Tú con Viktor Orbán y yo también

Nada como la comedia para retratar el momento que vivimos, pese a las trágicas consecuencias que vemos en cada momento y la incertidumbre que nos genera un futuro global en manos de tres matones: Trump, Putin y el genocida Netanyahu. La derrota de Viktor Orbán en Hungría supone un pequeño alivio en una Unión Europea cuyos méritos se limitan, hoy, a callar y otorgar ante la masacre cometida en Oriente Próximo, precisamente, por los colegas de Orbán. Si desde el minuto uno del genocidio en Palestina -mejor dicho y desde hace décadas, del apartheid al que han sometido a la población del Estado no reconocido-, Europa hubiera actuado con la contundencia que se le presupone a sus valores ilustrados, humanistas y blablablá -a todas luces ingenuamente- en defensa del derecho internacional o, como diría Alberto Núñez Feijóo, de los derechos humanos, quizás no estaríamos asistiendo al exterminio de una civilización a manos del Estado terrorista de Israel y la complicidad celebrada de EEUU con un psicópata al volante.

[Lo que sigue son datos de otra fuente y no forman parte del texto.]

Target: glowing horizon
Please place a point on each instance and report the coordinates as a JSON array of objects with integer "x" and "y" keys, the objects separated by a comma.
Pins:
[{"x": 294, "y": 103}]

La derrota de Orbán, en todo caso, ha retratado a la (ultra)derecha europea, pero sobre todo y por lo infantiloide de los argumentos, a la española, llámese Vox o un PP mimetizado como nunca con los de Santiago Abascal para regalarles votos y gobernar en todo caso, aunque sea vendiendo su alma al diablo fascista de sus antepasados ilustres, nunca olvidados para las que tenemos memoria y educación de la buena, buscada a pulso: la histórica, la democrática.

Hay un sketch de Vaya semanita, el programa en la televisión pública vasca (EITB), que supera la genialidad cómico-dramática de los tiempos. Lo hace al modo de muchas escenas de Polònia en la TV3, pero con la idiosincrasia de Euskadi, ésa que hace comprensible el afán independentista de muchos vascos/as e, incluso, de muchos españoles en general y a la inversa: los y las que piden que la Madrid capital de Ayuso se vaya de España, "por favor". 

El gag de EITB nos cuenta las desdichas del "facha" ante las contradicciones del presente. Ya no vale el principio atribuido a Groucho Marx, "Estos son mis principios; si no le gustan, tengo otros", porque los unos se contradicen en el presente con los que siguen, incluso, para el pensamiento más básico. Es decir, o unos u otros o me explota la cabeza. Y es Vox, sí, quien apuesta por la coherencia de sus argumentos: Orbán era el mesías enviado a Europa para evitar la "islamización" de sus estados, o sea, lo que se dice un hitler de toda la vida cambiando judíos por musulmanes, según la conspiración ultraderechista. Los de Abascal lloran por Hungría y la UE, pues, mientras los de Feijóo tratan de posicionarse bamboleantes en una tira cómica propia de Vaya Semanita o de Polònia, no hace falta rascar demasiado: mientras Cayetana Álvarez de Toledo (PP) se felicita por la caída de Orbán en Hungría y señala a Pedro Sánchez como el Orbán de España, el PP de Extremadura y Aragón -el mismo de Feijóo y Álvarez de Toledo- pacta los próximos gobiernos autonómicos con los que lloran la caída del auténtico y verdadero expresidente húngaro -confiamos algunas en que la suya propia-. "Mexan por nós e temos que dicir que chove", ya saben, la contundencia de Castelao.